When the spring is preloaded to installation length L1, the end turns near their free ends are compressed more than the inner turns 12 due to their outwardly decreasing wire diameter and the initially unevenly acting axial forces. At the same time, the spring wire is bent and twisted in the area of the wire ends during pretensioning such that the ground surface 18 is erected to plane-parallel contact surfaces without the springs 16 coming into contact with the adjacent turns 12 . The slope of the end turns decreases somewhat in the relaxed state towards the free end. The decrease in pitch is dimensioned such that an optimal straight position is achieved with a maximum contact surface in the area of the grinding surface 18 against flat connecting parts under installation conditions (installation length L1). The straight position remains on the stroke of the spring up to the block system.

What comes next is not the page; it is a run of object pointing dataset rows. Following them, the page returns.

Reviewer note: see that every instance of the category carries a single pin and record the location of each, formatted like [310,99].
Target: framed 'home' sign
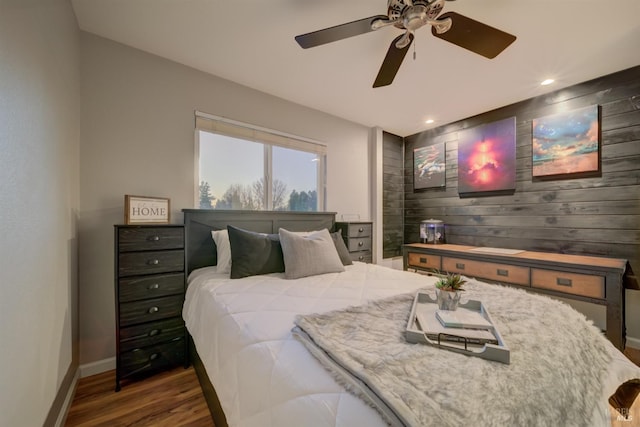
[146,210]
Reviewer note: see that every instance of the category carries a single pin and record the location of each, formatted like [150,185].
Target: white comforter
[263,376]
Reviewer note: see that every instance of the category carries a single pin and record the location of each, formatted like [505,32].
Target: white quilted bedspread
[263,376]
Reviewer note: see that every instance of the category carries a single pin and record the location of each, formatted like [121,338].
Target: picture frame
[567,144]
[146,210]
[429,167]
[487,159]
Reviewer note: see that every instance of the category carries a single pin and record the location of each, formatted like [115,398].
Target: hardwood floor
[174,398]
[171,398]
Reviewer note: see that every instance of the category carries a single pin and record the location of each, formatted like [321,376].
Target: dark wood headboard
[200,249]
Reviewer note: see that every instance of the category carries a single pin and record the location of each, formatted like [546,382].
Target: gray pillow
[309,255]
[343,252]
[253,253]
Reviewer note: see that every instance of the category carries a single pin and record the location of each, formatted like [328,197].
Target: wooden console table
[585,278]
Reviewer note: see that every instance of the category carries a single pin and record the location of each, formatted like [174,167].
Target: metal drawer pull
[563,282]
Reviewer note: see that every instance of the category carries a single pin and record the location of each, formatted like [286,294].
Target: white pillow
[223,248]
[309,255]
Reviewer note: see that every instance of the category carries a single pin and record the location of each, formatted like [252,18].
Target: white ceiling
[251,42]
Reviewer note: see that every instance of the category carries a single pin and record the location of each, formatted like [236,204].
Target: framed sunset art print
[567,144]
[487,159]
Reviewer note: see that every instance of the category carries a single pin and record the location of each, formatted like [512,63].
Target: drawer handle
[563,282]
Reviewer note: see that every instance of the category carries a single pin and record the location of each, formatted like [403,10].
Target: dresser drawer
[569,283]
[419,260]
[150,238]
[358,230]
[138,263]
[359,244]
[147,359]
[487,270]
[365,256]
[132,313]
[137,288]
[152,333]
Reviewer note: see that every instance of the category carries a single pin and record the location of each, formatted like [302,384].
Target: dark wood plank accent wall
[596,216]
[392,195]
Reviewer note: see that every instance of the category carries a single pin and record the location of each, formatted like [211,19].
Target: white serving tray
[414,334]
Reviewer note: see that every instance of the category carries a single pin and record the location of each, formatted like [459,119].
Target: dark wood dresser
[590,279]
[149,290]
[358,237]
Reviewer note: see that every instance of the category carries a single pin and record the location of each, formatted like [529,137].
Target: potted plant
[448,291]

In summary, the following can be stated: The inven tion relates to a helical compression spring with at least one open end turn 10 , 14 , which has a free end toward it, with the spring wire thickness decreasing, forming a contact surface, grinding surface 18 . In order to obtain an optimal straight line position at maximum contact surface in the installed state of the spring, it is proposed according to the invention that the ground surface 18 extends from the free end over 260 ° to 310 ° of the end turn and in the unstressed state of the spring L0 to the one Course of the end turn fol lowing, such a helically wound surface forms that it merges with the axial preload of the spring to installation length L1 while bending the end turn 10 , 14 in a flat surface.

Claims (8)

1. helical compression spring made of spring wire with at least one open end turn ( 10 , 14 ), which has a grinding surface ( 18 ) that runs towards its free end ( 16 ) while removing the spring wire and that forms a contact surface, characterized in that the grinding surface ( 18 ) extends from the free end of at least 200 ° and at most 340 ° of the end turn and in the untensioned state (L0) of the spring, the course of the end turn ( 10 , 14 ) following, so helically wound surface that it forms axial preload of the Fe which passes to the installation length (L1) by bending the end winding ( 10 , 14 ) in a flat surface. 2. helical compression spring according to claim 1 with two open NEN, each serving as a support surface grinding surface ( 18 ) having end turns ( 10 , 14 ), characterized in that both grinding surfaces ( 18 ) over at least 200 ° and at most 340 ° of the associated End turn ( 10 , 14 ) extend and in the untensioned state (L0) of the spring the course of the end turns ( 10 , 14 ) following, so helically shaped surfaces form that they axially bias the spring to installation length (L1) while bending the end turns ( 10 , 14 ) merge into plane-parallel surfaces. 3. helical compression spring according to claim 1 or 2, characterized in that the ground surface ( 18 ) in the untensioned state of the spring is inclined radially in the direction Rich spring axis ( 20 ). 4. helical compression spring according to claim 1 or 2, characterized in that at least one of the Endwindun gene ( 10 , 14 ) in the untensioned state (L0) of the spring has a to its free end ( 16 ) decreasing Stei supply. 5. helical compression spring according to one of claims 1 to 4, characterized in that the grinding surface ( 18 ) extends from the free end over 260 ° to 310 ° of the end turn ( 10 , 14 ). 6. helical compression spring according to one of claims 1 to 5, characterized in that the spring wire thickness along the ground surface ( 18 ) to the free end ( 16 ) decreases to less than 1/3 of its maximum value. 7. helical compression spring according to one of claims 1 to 6, characterized in that the spring wire a has a round or oval cross-section. 8. helical compression spring according to one of claims 1 to 6, characterized in that the spring wire a has a substantially rectangular cross section.